Acordei bem cedinho … quase um milagre.

Mas era preciso.

Depois de uma semana me esgueirando feito um bicho preguiça em férias, chegou a hora de retomar o que ficou pra trás. Você já viu uma casa 100% em ordem? Só em revista ou loja de decoração, casa sem criança, sem bicho, sem arte, sem alquimia …

brincar de casinha vai ser o programa do mês.

Dizem que o ano começa em março. Depois do carnaval. Decidi então, que fevereiro será o mês de deixar a casa preparada para o longo ano de estagnação (previsto) do tipo, a casa vai sair do primeiro plano e passar para o quarto ou quinto plano. O que tiver de ser feito, será feito, no indevido tempo. Por isso, o mês vai ser de muita arrumação, reorganização, reformas e restaurações.

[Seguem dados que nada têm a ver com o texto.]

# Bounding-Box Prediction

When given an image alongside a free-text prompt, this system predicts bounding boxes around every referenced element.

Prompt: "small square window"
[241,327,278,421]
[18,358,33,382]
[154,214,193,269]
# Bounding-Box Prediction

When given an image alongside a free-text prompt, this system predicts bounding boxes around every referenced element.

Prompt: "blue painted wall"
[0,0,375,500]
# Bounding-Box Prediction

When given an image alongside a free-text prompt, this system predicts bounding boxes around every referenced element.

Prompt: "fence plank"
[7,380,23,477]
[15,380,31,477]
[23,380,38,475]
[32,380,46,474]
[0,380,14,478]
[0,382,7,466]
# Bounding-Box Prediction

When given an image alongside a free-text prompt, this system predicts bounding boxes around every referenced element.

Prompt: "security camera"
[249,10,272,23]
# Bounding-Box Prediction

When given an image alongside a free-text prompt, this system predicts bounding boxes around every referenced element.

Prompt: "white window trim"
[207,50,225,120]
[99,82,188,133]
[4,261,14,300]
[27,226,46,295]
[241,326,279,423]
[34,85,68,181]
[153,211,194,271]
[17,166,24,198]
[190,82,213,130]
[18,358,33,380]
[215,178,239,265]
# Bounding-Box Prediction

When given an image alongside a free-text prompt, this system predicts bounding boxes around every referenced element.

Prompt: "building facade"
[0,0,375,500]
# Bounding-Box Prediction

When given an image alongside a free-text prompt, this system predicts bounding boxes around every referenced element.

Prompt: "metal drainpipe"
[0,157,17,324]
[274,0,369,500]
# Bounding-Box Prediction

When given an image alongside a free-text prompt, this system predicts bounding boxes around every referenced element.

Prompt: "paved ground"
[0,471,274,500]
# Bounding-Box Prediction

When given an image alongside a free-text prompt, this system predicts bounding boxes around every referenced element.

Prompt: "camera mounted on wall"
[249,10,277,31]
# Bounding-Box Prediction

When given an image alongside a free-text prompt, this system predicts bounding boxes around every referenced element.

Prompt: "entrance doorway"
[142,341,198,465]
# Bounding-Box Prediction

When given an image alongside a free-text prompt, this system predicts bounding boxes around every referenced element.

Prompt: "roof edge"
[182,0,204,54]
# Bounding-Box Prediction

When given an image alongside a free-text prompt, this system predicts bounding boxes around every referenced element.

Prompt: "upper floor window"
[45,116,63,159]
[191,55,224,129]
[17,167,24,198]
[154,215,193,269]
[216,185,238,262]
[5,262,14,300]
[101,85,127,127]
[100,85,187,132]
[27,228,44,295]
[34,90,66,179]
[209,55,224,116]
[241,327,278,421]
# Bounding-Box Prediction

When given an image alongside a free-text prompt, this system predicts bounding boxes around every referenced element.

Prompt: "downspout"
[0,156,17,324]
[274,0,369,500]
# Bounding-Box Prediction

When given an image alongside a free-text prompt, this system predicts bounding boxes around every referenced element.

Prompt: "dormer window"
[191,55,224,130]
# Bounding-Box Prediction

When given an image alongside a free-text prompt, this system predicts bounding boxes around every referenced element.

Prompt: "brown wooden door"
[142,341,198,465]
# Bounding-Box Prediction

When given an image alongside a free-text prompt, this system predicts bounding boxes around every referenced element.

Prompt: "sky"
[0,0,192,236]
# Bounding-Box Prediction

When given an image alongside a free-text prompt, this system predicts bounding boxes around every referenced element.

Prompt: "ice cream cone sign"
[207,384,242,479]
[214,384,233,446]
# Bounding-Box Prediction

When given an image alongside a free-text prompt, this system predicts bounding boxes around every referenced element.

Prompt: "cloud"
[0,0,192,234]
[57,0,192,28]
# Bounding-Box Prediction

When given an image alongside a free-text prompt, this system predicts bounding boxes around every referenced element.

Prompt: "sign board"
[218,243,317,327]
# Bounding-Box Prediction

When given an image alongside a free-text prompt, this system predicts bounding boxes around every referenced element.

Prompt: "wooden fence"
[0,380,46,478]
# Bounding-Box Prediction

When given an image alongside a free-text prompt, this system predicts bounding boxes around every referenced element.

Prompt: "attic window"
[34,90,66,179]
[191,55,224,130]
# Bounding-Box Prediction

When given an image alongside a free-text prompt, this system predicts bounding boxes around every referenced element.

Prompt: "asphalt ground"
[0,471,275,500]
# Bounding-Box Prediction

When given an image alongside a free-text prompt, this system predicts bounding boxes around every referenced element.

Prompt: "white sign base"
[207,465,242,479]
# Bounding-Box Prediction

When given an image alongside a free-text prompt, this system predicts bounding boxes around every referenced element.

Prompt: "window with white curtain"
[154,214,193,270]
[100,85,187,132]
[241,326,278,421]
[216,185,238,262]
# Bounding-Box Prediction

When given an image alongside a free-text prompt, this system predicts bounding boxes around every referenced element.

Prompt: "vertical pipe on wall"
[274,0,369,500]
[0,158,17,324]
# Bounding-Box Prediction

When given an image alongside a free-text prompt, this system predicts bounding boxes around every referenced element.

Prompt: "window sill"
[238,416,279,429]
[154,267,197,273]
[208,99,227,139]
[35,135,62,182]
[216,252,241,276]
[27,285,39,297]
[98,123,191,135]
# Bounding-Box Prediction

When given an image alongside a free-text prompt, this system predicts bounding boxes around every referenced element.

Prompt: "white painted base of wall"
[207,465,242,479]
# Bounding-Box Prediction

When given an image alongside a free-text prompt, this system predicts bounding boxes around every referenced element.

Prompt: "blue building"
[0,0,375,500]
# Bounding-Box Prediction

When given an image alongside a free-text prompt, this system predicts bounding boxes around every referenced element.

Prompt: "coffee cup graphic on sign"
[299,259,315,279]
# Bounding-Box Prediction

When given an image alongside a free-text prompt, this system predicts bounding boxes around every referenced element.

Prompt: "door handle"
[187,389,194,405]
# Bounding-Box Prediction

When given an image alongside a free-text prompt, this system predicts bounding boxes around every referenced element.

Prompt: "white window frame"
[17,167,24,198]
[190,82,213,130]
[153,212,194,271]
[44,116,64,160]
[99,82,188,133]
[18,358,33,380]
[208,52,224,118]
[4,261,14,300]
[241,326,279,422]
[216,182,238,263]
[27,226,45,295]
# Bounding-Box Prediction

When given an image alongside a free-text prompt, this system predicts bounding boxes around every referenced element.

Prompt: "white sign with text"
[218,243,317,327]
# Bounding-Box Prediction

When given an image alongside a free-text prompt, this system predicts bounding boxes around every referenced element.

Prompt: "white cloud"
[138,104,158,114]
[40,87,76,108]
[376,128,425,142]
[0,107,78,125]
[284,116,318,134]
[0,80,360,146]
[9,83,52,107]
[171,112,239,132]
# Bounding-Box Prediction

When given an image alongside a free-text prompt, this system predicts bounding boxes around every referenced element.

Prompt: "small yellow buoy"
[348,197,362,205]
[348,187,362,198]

Lembra do armário antigo da avó do meu marido?

O primeiro da lista.

Mal chegou já foi deixando um rastro de farelo de cupim. Aliás, ele mal chegou e eu soube na hora que não havia sido um boa ideia restaurá-lo. Ficou muito aquém do esperado. Mal acabado. Replicado. Assim que o vi, arrependida até o tutano, pensei em possibilidades: provençal, pintura acrílica, craquelê, colagem de tecido, papel, laca ou acetinado. Como já gastei os tubos com ele, optei por um trabalho caseiro. Ainda não sei qual. Só sei quem vai fazê-lo: Eu. Por enquanto, a meta é o extermínio dos cupins: doses cavalares de gimo cupim, pincel e seringa nele. Um verdadeiro banho e tratamento de higienização e beleza.

O pior de tudo, é que minha intuição me avisou, me açoitou, me encurralou no canto da parede, me estapeou, arregalou meus olhos, puxou meus cabelos, me trucidou implacavelmente. Fui teimosa – esperançosa, talvez – queria aquele armário. Me fiz de surda, burra, desintendida e insensível. Toquei em frente. Acreditei. Pior, é que não é a primeira vez que isso acontece.

Um padrão de funcionamento antigo e velho conhecido.

Intuição, pra que segui-la?

O jeito agora, é arregaçar as mangas, calçar luvas, um pouco de pernas pra que te quero, e restaurar de vez o armário antigo da vó Angelina. Desta vez, com capricho, arte e amor.

Pernas pra que te quero,

hora de comprar um galão de gimo cupim.

armario antigo

Optei pelo acrílico com tinta óleo. Ainda preciso dar acabamento na base do armário + gavetas. Agora é hora de esperar a tinta secar, e depois, dar o toque final.